Inner murals
French locals inspire giant portraits in Oscar-nominated ‘Faces Places’
Agnès Varda and JR in “Faces Places”
A common mission to honor the common man brings two iconic artists together in “Faces Places,” an author-intrusive documentary that plays like the most benevolent reality TV show ever conceived.
Filmmaker Agnès Varda is an 89-year-old legend of French cinema. 33-year-old JR is a self-described “photograffeur” who pastes massive pictures on public walls and landmarks. His initials are a pseudonym; his real identity remains unknown. She’s short in stature with a frosted velvet bowl-cut coif, and he’s tall and lanky, hiding behind ever-present sunglasses.
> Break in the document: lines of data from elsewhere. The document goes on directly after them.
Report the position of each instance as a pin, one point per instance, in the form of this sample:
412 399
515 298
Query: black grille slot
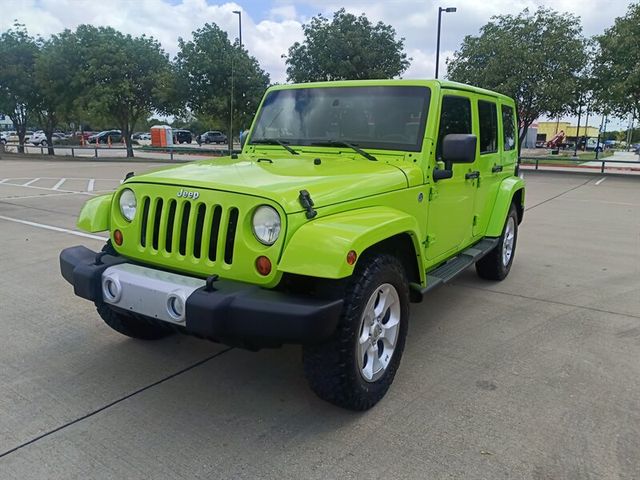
143 224
231 235
184 227
197 238
156 223
171 218
215 230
These co-directors make for quite a pair.
Like oddball wonder twins, this duo combines their artistic superpowers to activate a fascinating project: Traveling across France to small towns, they conjure massive make-shift frescos of strangers they meet, informed by time visiting with them. Employing Varda’s incisive expertise and JR’s flair for transforming a building into a canvas, they paint portraits both literal and personal.
Varda and JR are gypsy spirits following no plan or itinerary. They engage the faces and places as they come to them, inviting locals to their retrofitted shipping truck-turned-photobooth. JR takes pictures of people, instantly printing large-scale black-and-white posters of single or group portraits, then he finds a public space to plaster them on (a business, a residence, a train car, and so on). At times, he creatively marries multiple images together.
This process evolves in tandem with conversations between Varda, JR, and town residents. The photos are merely an entrée for getting to know people, to hear their stories. As certain individuals pique their fascination, a work of art forms on a billboard-scale landscape. When finished, these townsfolk are genuinely touched, seeing themselves in new, revelatory ways. Some are overwhelmed. The reactions are tender and beautiful.
Varda and JR have given these people unexpected gifts, ones that will last long past the time when rain washes the murals away. Such is the power when an average person becomes an artist’s muse.
“Faces Places” is also about Varda and JR’s unlikely partnership in which each eventually lets their guard down. Energized by shared experiences and philosophical differences, candid exchanges emerge as trust builds, especially for Varda; each new place stirs memories—many of which she’s documented (and we get to see).
Inevitably, death comes up, too, as they reflect on time and life and how quickly it all passes.
“Faces Places” captures all of these depths. It is a film of generous humanity.